It's been years since I was an American Red Cross (local) disaster services volunteer, but at the time I believe the philosophy was also providing funds rather than materials because it helped local economies recover.
Also, if many people donate materials, it quickly turns into a logistic clusterfuck, where the charity suddenly has to worry about (and spend money on) shipping tons of stuff across the world, which is significantly more expensive than just buying it locally.
Expensive and wasteful, as people all donate the same tin of beans and no spoon to eat it with, so to speak. But there is also a point to this sort of donation - gifting in kind usually ensures it won't be pocketed along the way. It might get wasted (food expires, boxes break etc), but rarely exploited for profit - or so the common wisdom goes.

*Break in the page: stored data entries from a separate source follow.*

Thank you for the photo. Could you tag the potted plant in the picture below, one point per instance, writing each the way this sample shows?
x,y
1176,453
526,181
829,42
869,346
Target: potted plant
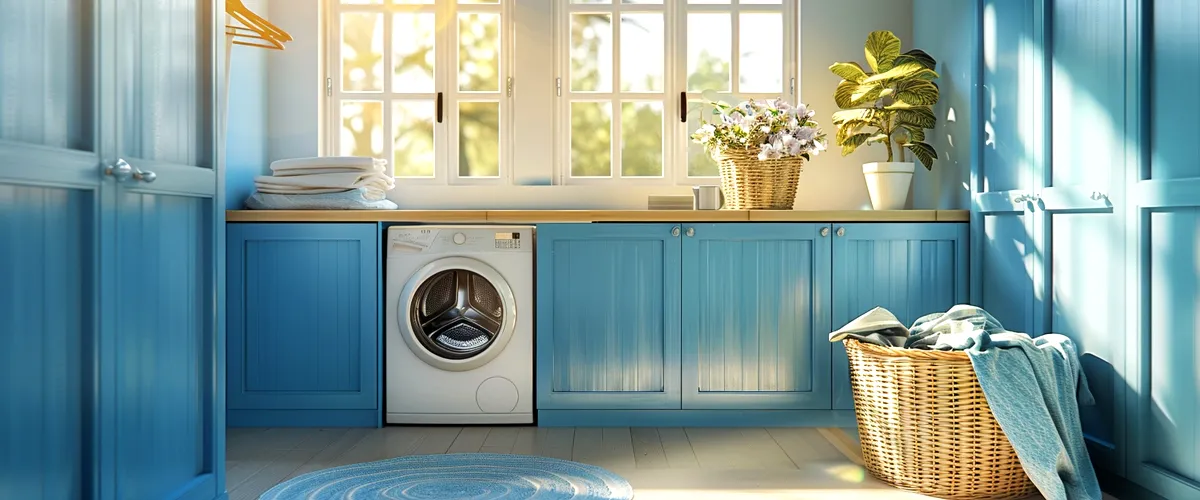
x,y
888,103
761,148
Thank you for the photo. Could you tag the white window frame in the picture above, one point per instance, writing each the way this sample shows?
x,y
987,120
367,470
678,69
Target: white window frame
x,y
445,74
675,136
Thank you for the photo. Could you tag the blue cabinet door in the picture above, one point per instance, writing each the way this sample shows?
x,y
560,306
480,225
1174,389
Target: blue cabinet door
x,y
756,315
907,269
303,324
1164,223
609,315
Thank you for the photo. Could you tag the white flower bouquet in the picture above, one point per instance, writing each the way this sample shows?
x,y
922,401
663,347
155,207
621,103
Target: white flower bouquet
x,y
773,130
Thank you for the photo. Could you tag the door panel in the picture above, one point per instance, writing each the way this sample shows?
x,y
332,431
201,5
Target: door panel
x,y
607,317
46,82
1164,398
755,315
1007,254
911,270
163,354
1083,209
46,338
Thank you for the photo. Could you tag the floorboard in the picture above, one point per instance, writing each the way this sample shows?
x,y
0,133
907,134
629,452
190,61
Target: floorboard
x,y
664,463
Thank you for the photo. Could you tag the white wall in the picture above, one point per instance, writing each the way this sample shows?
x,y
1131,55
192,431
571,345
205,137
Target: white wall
x,y
831,30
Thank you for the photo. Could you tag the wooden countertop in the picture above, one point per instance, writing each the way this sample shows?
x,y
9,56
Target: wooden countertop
x,y
535,216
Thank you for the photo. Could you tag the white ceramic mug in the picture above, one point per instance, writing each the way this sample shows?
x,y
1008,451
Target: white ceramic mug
x,y
707,198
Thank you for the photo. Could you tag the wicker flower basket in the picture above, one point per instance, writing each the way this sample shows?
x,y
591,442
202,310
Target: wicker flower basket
x,y
925,426
749,182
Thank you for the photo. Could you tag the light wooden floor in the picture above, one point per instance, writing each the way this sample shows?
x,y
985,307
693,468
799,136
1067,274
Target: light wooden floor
x,y
660,463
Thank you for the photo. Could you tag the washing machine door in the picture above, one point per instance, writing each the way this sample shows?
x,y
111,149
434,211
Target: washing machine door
x,y
457,313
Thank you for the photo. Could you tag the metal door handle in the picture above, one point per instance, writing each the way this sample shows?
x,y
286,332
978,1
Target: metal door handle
x,y
120,170
145,176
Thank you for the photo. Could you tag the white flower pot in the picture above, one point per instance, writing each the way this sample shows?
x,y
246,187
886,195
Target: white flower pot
x,y
888,184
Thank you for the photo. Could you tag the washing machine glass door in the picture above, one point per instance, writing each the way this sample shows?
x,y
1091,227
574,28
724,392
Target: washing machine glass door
x,y
459,313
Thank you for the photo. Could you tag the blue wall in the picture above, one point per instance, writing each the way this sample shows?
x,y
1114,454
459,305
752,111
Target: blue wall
x,y
246,150
947,30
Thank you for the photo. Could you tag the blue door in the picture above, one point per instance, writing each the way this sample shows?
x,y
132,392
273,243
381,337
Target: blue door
x,y
756,315
160,381
609,317
112,339
911,270
49,199
1081,206
1164,349
1006,251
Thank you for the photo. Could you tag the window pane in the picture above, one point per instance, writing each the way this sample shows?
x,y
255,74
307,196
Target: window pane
x,y
700,164
479,52
412,138
479,139
592,53
591,139
709,49
413,54
642,52
761,36
361,52
361,128
641,139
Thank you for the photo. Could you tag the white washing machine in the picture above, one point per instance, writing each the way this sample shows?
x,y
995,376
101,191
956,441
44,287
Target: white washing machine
x,y
459,325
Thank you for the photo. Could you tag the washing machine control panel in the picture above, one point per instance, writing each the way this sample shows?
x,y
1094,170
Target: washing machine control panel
x,y
450,240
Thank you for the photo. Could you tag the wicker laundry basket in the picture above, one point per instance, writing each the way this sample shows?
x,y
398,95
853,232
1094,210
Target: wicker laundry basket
x,y
749,182
925,426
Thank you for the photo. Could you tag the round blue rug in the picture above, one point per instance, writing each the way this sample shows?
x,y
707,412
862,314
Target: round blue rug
x,y
475,476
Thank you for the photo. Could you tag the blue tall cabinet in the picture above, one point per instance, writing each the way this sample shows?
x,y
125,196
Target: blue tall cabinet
x,y
112,361
723,324
1087,208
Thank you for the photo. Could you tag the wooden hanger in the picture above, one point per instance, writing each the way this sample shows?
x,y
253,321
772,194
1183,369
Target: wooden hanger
x,y
255,31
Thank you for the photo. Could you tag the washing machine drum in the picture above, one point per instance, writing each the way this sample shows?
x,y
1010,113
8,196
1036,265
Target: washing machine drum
x,y
456,314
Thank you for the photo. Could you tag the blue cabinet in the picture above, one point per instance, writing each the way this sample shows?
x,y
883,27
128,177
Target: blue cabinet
x,y
304,325
609,315
756,315
909,269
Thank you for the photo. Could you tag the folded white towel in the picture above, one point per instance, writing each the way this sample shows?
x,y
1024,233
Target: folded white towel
x,y
343,180
292,173
352,162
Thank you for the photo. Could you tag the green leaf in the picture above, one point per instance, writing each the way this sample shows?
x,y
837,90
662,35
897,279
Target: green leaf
x,y
851,143
849,115
922,116
841,96
917,55
849,71
882,48
924,152
918,92
904,71
916,133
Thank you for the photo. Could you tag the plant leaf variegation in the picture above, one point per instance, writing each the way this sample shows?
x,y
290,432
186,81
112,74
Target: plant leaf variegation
x,y
889,102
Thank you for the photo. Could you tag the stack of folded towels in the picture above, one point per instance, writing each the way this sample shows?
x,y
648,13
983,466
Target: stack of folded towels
x,y
324,184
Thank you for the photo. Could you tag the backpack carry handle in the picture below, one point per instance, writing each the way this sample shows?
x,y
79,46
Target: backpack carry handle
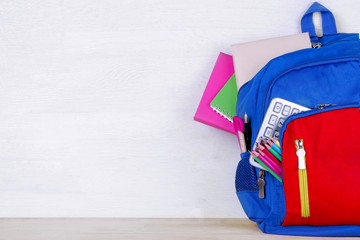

Unfortunately, something like that can still be used for evil in many ways. Say your container full of cans gets delivered to Port Disaster and stored in customs; the local docks boss (be it a warlord or local leader) gets wind of it and refuses to release it unless his palms are greased. The org will be forced to pay, otherwise all effort will be for nought, food will rot etc. Charitable gifts will then help fostering the blackmail and corruption economies that wars and disasters inevitably create, rather than relieving the honest one. But then again, so would random "cash rain".
There is no magic bullet, all solutions have their downside. Operating in crisis scenarios is a constant moral maze.